81 provinces and 30 megacities are voting, with key battles to be held in Istanbul and Ankara

A year after the presidential election that confirmed Recep Tayyip Erdogan for a third term, Turkey returns to the polls on March 31 for local elections.

The 61 million eligible voters will elect mayors and local administrators for 81 provinces in 30 metropolitan areas and 1351 districts, and Erdogan’s main goal will undoubtedly be to regain Istanbul, lost by his Justice and Development Party AKP.

“It is time to resume work where it has been interrupted, end this period of sludge and mud, and put ourselves back in the service of the public as we have done for 30 years. The city has returned to the problems of 1994, these were 5 lost years,” Erdogan explained at the rally, filmed by Italian journalist agency AGI.
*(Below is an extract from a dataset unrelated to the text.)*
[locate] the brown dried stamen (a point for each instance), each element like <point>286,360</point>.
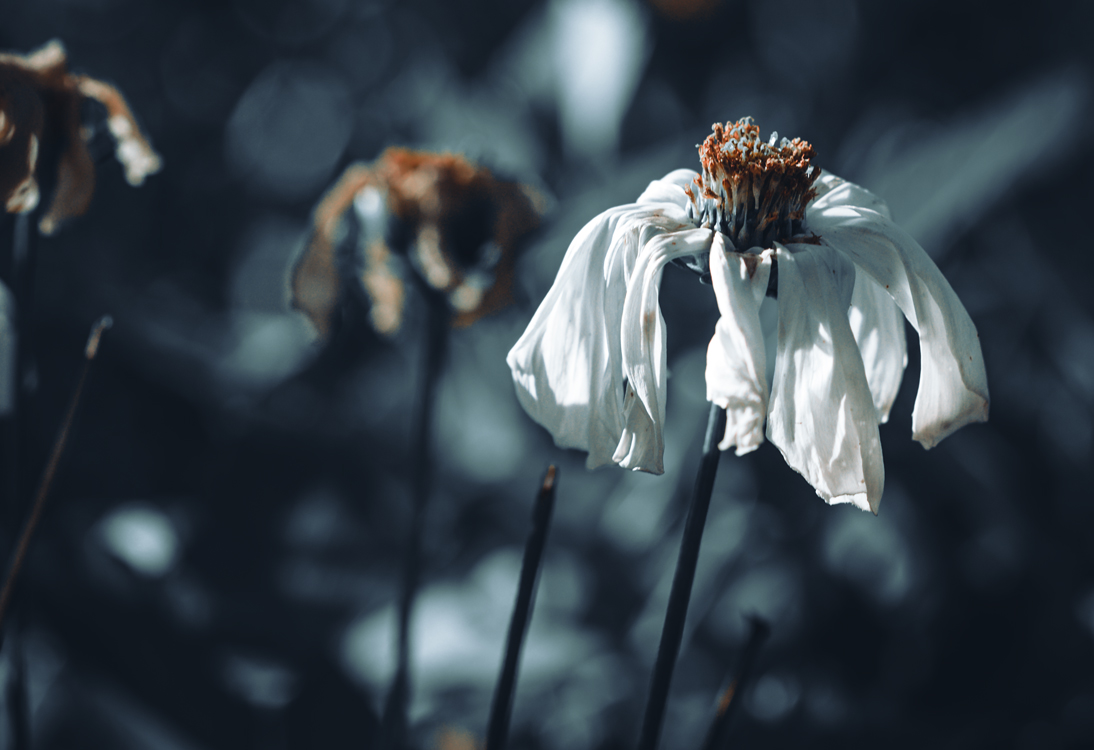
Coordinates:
<point>753,190</point>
Ekrem Imamoglu of the Republican Party CHP won the last election in Istanbul. “We must save this city from the tyranny of CHP, and for that we will work day and night,” Erdogan continued, pushing his candidate Murat Kurum, former environment minister. Kurum, apart from being in the government, is an engineer who has been involved in retrofitting old buildings in major Turkish cities with anti-seismic criteria, developing a government project initiated after the terrible 1999 earthquake. Seismic risk is one of the problems, especially felt by the population (the last earthquake occurred in February 2023 in the southern part of the country on the border with Syria), and Erdogan, according to analysts, has focused on Kurum, particularly for this reason, among others. The president certainly sees this election as a referendum on his government and then, as he himself has been fond of saying in the past, “whoever rules Istanbul rules Turkey.”